How to Find Your Purpose

Purpose lives where four things overlap — your passion, your talent, value to others, and need from others.

Hand-drawn purpose diagram with Passion, Talent, Value, and Need around the center.

Finding your purpose is complex, but not complicated. Complex means it has multiple parts. Complicated means it’s hard to understand. Finding your purpose is a process that has multiple steps and is easy to understand. Your purpose is the combination of four areas: your passion, your talent, valuable to others, and needed by others.

Your passion

Your passion is what you like to do. You likely have many passions. If you don’t, you may need to visit a doctor. I have a passion for anthropology, rock collecting, painting, drawing, helping people, teaching, and playing video games. Any of these items can be involved in my purpose, but none of them will be my purpose by themselves. My purpose will be the intersection of my passion and the other areas.

Your talent

People have several types of talents. For example, I’m highly skilled at computer programming, but I don’t like it. I have made several companies successful by what I’ve written for them, but I didn’t enjoy the process. That is the intersection of talent and value, and can provide a career. Sometimes you stay in that zone to make money while seeking your true purpose.

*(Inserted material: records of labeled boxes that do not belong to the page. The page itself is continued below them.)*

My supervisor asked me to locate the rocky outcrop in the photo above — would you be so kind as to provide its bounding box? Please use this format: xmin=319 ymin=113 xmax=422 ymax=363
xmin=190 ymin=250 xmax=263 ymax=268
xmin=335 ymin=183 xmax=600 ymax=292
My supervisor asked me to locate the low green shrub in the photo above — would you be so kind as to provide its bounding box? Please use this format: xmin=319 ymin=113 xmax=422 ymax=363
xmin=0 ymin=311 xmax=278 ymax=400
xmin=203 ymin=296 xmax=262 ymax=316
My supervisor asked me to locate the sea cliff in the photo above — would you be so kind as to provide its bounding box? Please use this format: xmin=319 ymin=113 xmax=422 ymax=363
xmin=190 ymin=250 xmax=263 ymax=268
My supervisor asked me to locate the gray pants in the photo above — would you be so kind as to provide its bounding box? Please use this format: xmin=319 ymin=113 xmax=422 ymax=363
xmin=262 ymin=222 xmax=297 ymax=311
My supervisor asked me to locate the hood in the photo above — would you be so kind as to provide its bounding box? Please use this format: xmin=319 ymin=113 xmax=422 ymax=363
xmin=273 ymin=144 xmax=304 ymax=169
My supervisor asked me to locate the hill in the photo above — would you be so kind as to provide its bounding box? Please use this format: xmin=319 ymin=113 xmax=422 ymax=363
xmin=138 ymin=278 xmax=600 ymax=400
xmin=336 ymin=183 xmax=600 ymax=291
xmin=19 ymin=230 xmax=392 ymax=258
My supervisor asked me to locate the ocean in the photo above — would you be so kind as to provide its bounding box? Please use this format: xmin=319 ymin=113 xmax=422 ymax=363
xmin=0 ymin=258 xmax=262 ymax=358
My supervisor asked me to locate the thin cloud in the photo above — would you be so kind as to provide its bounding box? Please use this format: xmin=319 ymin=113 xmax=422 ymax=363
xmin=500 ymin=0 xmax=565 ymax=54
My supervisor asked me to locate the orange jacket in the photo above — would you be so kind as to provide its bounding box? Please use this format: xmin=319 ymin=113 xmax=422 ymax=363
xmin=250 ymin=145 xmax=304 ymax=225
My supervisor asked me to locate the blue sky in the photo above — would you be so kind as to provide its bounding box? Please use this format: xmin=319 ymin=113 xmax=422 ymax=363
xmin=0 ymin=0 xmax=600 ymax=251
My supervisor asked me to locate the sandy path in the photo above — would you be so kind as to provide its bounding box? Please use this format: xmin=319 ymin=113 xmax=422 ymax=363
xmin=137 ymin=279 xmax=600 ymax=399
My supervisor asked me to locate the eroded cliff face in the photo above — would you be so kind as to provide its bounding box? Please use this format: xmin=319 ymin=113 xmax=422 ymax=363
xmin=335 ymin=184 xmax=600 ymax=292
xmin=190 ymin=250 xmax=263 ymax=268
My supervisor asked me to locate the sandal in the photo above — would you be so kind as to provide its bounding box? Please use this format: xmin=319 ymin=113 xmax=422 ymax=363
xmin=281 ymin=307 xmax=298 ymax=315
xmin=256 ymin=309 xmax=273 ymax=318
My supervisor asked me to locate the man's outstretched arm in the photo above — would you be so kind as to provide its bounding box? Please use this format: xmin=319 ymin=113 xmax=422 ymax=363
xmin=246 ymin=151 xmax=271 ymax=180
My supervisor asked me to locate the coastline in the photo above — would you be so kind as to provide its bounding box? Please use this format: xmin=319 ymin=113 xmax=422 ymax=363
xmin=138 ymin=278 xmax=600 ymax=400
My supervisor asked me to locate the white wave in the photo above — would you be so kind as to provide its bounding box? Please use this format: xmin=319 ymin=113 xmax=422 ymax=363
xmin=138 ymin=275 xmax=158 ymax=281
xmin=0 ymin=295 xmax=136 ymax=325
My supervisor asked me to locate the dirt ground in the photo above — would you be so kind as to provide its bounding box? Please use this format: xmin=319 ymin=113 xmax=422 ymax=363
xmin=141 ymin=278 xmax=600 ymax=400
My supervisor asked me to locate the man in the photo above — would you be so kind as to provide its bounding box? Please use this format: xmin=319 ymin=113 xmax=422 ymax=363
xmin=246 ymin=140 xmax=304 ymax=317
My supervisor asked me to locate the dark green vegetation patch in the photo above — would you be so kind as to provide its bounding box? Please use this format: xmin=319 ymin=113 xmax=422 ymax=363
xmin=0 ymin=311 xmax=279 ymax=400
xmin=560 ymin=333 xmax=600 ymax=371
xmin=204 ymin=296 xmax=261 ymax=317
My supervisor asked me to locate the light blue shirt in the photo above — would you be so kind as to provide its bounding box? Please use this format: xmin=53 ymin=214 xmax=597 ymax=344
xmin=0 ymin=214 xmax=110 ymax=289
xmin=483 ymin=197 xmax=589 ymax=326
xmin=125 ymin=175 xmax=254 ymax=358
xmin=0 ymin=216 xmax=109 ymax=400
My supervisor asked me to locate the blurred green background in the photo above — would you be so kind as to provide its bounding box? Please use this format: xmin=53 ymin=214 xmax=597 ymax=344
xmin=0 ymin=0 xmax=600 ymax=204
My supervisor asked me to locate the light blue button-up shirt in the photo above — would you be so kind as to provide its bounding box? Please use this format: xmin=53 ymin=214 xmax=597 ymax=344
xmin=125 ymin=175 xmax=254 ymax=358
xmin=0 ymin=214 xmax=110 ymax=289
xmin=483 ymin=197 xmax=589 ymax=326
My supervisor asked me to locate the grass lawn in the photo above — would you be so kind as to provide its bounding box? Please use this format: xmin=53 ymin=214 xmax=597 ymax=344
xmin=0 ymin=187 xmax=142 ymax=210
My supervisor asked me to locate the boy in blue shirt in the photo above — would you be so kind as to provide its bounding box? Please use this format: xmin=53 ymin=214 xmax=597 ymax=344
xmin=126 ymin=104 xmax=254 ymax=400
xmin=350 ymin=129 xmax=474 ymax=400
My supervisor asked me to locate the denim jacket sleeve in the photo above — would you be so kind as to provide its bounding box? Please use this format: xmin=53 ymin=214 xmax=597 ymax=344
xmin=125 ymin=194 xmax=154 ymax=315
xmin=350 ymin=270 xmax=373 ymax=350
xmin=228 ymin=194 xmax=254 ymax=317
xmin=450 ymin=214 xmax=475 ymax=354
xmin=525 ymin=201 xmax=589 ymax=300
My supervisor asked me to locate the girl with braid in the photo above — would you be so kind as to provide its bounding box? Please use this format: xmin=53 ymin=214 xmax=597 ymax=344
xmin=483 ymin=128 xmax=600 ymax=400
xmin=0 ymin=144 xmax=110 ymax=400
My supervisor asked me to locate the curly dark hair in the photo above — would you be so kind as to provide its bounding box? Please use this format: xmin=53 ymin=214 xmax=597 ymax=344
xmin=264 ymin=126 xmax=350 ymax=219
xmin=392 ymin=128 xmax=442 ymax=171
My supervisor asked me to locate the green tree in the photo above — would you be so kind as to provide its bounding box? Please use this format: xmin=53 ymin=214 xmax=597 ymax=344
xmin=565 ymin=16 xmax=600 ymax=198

The intersection of talent and passion can also be a hobby. I enjoy drawing, and I’m good at it, but the things I draw don’t provide value to anyone. Just because I’m good at it and enjoy it doesn’t mean it’s my purpose.

Valuable to others

This is your day job. Most of the people I speak with do a day job they don’t like. It’s the intersection of their talent and a value to others. It’s possible, however, that your talent-passion intersection provides value, and you don’t realize it. I’m blown away that Tyler Blevins found a way to play a video game well and make money doing it.

Needed by others

This is a critical point you don’t want to miss. You can enjoy doing something profitable that you’re good at, and still not be aligned with your purpose. If what you’re doing is wanted, but not needed, you’ll feel out of alignment with yourself.

Many of the people I speak with start searching for purpose by looking at the talent/value combination and trying to fit passion/need into the equation. If that’s you, then you already know a lot about your talent and profitability. Start from the other side.

Start by looking at what’s needed in the world, and finding things you’re passionate about. From there, it’s easy to find profitable skills and apply them to the current need.

Pivot

Your purpose may change periodically. You need to be prepared to pivot. Wherever you start, if you start well, you’ll be aligned with passion, talent, need, and value. However, you may find people stop valuing what you’re providing. At that point, you’ll need to find another way to make it valuable.

Other times, you may find your purpose was meeting a need that no longer exists. You can either choose to keep your existing passion + talent + value trio and find another need to apply it to, or you can re-evaluate your purpose.

Good — better — best

Don’t worry if you can’t find the quadfecta at the start. If you can do something that supports you economically, start there. Then try to shift around until you make it meet a need you’re passionate about. It’s not binary: you don’t feel horrible until you have all four aligned, then feel perfect. Instead, each time you match with more categories, you feel better and better until it clicks.

For me there was a sensation of completeness when I found my click. I always felt like what I did mattered, but it felt like something was missing. When I aligned all four categories, I felt a sudden surge of energy and drive. That’s purpose.